なのにどうにも本格ミステリの読後感になれないのは、この人間描写の弱さにあるのではないかと思いました。

 

・スケールの大きさと題材が釣り合っていない

→もう一点残念なところは、このミスマッチ感です。具体的には、スケールとは「本一冊丸ごとを利用したプロット」を、題材とは「学園の日常もの」という点を意図しています。

ただの日常風景にメチャクチャ細かい伏線が張り巡らされているので、それが最後に種明かしされて、読後に「そんなところにまで伏線を仕込んでいたのか、凄かったー」とは思えるのです。

が、読んでいる最中はそんな些細なところに注目しているはずもなく、完全に虚を突かれたというか、「そんな小さいところに力入れられても・・・」という釈然としなさが、心の隅に引っ掛かったのでした。

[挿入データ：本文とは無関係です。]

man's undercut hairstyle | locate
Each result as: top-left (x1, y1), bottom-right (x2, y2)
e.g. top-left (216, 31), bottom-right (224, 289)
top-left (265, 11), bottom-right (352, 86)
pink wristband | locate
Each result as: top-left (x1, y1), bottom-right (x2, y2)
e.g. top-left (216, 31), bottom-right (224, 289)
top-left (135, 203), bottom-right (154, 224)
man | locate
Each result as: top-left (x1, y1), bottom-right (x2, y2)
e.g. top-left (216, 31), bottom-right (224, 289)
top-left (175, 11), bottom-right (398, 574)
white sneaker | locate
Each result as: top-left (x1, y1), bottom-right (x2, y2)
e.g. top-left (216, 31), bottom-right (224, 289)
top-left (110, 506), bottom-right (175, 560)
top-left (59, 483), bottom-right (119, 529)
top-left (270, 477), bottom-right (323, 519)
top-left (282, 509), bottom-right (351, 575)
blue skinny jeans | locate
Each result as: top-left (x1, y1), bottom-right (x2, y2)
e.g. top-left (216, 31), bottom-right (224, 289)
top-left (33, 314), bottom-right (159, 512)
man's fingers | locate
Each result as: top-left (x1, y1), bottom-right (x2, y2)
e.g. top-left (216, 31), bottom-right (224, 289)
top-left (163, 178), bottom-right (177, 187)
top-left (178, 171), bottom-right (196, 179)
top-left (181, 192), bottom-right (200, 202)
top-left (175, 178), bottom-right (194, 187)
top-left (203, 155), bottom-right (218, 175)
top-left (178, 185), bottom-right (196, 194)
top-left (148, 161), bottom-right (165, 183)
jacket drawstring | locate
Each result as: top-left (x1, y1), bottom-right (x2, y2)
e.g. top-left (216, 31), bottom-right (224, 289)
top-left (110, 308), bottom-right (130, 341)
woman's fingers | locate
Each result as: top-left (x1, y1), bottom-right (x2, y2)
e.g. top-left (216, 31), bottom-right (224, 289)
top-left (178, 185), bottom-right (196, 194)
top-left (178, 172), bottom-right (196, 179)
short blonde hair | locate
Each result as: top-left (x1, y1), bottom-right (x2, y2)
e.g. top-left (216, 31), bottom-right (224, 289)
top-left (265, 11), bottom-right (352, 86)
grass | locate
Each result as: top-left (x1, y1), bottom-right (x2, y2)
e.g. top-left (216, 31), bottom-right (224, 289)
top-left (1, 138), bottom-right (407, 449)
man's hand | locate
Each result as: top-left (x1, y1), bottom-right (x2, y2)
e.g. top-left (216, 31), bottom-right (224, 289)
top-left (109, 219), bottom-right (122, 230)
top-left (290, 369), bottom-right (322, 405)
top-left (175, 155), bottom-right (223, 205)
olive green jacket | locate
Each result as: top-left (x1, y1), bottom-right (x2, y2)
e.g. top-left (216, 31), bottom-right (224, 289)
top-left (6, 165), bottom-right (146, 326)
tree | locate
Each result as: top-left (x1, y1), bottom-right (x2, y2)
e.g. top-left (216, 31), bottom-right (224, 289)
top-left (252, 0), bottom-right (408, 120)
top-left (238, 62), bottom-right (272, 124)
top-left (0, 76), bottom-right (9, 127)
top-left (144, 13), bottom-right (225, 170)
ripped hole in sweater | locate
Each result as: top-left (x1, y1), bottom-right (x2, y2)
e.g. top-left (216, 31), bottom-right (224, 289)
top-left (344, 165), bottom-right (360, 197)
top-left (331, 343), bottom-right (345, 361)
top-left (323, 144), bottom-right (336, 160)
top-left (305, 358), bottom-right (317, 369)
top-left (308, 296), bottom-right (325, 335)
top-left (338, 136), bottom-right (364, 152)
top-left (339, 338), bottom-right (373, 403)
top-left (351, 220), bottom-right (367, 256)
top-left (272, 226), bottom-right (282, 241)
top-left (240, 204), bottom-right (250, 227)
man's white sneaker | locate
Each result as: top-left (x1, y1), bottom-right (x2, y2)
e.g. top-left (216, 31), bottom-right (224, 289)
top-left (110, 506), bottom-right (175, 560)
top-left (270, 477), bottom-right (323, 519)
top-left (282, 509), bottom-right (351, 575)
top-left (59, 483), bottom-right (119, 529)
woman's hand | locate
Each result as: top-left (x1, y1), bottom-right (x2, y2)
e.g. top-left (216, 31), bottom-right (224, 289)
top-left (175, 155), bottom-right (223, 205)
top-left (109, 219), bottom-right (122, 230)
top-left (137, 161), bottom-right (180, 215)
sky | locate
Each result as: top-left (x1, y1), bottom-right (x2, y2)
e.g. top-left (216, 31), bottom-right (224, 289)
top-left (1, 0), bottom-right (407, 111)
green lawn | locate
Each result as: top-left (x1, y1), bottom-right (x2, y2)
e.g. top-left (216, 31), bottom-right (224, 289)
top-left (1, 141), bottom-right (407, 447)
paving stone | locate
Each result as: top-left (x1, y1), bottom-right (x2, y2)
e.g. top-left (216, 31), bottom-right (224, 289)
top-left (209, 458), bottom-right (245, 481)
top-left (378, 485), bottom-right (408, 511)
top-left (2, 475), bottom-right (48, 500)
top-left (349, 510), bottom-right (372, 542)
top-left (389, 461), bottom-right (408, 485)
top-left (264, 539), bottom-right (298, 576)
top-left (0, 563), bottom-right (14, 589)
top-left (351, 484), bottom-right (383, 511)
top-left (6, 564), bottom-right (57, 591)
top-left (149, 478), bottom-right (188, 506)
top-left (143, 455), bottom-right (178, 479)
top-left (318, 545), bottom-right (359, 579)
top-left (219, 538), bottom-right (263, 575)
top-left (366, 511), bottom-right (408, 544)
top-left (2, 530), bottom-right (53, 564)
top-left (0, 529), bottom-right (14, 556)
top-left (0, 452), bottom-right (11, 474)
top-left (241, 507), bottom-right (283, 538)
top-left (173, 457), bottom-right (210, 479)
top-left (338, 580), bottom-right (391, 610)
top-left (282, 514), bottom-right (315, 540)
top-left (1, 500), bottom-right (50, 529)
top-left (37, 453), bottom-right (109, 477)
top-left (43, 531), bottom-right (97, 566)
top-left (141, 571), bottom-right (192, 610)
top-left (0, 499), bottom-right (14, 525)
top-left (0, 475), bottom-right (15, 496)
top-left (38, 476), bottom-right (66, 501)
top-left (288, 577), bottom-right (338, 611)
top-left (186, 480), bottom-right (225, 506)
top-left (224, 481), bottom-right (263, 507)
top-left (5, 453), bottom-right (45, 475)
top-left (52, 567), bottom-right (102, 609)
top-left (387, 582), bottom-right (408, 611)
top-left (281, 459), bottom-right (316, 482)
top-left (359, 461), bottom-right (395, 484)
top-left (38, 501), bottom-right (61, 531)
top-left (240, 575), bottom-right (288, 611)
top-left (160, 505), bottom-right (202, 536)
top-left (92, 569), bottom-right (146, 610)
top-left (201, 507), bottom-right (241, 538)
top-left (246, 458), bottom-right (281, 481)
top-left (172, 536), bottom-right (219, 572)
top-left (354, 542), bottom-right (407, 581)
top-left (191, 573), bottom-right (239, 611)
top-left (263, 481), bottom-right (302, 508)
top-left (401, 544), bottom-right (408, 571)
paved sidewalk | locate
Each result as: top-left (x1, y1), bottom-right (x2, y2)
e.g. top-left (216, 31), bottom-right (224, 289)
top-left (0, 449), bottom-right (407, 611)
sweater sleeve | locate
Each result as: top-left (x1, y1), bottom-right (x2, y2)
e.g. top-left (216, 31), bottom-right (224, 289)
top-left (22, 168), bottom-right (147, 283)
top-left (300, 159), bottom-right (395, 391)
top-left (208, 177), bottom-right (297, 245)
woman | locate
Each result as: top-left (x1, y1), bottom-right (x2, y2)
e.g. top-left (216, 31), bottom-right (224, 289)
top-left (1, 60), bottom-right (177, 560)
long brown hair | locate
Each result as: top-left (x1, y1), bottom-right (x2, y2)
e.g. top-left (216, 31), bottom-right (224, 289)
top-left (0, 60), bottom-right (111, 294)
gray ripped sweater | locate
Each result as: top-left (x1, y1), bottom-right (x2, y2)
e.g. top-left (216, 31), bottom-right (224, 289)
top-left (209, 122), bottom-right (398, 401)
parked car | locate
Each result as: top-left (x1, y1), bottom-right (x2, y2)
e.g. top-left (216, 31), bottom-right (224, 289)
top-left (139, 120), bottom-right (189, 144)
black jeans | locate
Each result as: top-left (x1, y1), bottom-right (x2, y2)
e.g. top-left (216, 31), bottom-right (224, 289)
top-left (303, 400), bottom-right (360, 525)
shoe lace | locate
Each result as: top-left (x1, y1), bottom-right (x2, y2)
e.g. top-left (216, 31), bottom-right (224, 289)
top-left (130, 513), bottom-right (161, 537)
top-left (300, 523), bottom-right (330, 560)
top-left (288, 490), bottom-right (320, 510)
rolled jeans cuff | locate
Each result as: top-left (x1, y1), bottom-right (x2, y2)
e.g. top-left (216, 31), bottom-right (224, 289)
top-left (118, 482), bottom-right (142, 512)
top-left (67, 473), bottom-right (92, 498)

最初から本格ミステリのテンションで読むべきだったのかもしれません。

「城塚翡翠」への進化

さて、「良かったところ」に挙げた点ですが、これらのほとんどは「城塚翡翠シリーズ」の特徴と共通していると言っていいと思います。
共通点をキーワードで挙げてみると、下記のような要素です。

・マジック
・主役が天才女子
・霊媒、オカルト
・ギーク(IT、プログラミング)
・短編集
・各編が伏線→最後に収束

作者の相沢沙呼は自身がマジシャンでもあるそうで、おそらく、作者の得意分野と思われる要素・スタイルを後の作品にも継承したのでしょう。
故に本作は、「城塚翡翠のプロトタイプ」と言ってもいいのではないかと思いました。

そして「城塚翡翠」においては、前述のイマイチだった点が改善されているのも特筆したいところです。

登場人物に魅力がない
→主人公が個性的、前向き、表情豊かで魅力たっぷり
スケールの大きさと題材が釣り合っていない
壮大なプロットに釣り合ったシリアスな世界観

こうして、プロトタイプは完全体へと進化したのだと感じました。

つまり、作者の得意なものをぶっこんだデビュー作を練りに練り上げ、その集大成として再構成されたものこそが、城塚翡翠なのではないかと。
「invert」に酉乃初が出てくる事もあり、作者的にも同ベクトルの世界観・ストーリーの繋がりを意識しているのではないかとも想像されます。

まとめ

本作「午前零時のサンドリヨン」においては、「城塚翡翠シリーズ」に見られる相沢沙呼の得意なスタイルの前身が見られます。

言うなれば、本格ミステリ「城塚翡翠」のプロトタイプ。漫画で言うと連載前の読み切り的な位置づけとも言えます。

しかし、内容は間違いなくしっかりとした「ミステリ」なので、謎を解きたい方もがっつり楽しめます。

amazonのkindle unlimitedでは、本作と「medium」のどちらも読み放題対象なので、既に加入している方は読まないと勿体ないですよ。

終わりに

ということで、相沢沙呼のデビュー作「午前零時のサンドリヨン」の感想でした。

記事タイトルの通り、「午前零時のサンドリヨン」が「城塚翡翠」に進化していったのは間違いないと思うのですが、
しかしその間にあるシリーズを未読のまま語ってしまっていいのだろうか・・・という気もしています。

ので、次は「マツリカシリーズ」を読んでみようと思います。他にも色々作品を出している方なので、今後の楽しみが増えて喜ばしい事です。(^-^) 今後も考察を深めていきたいです。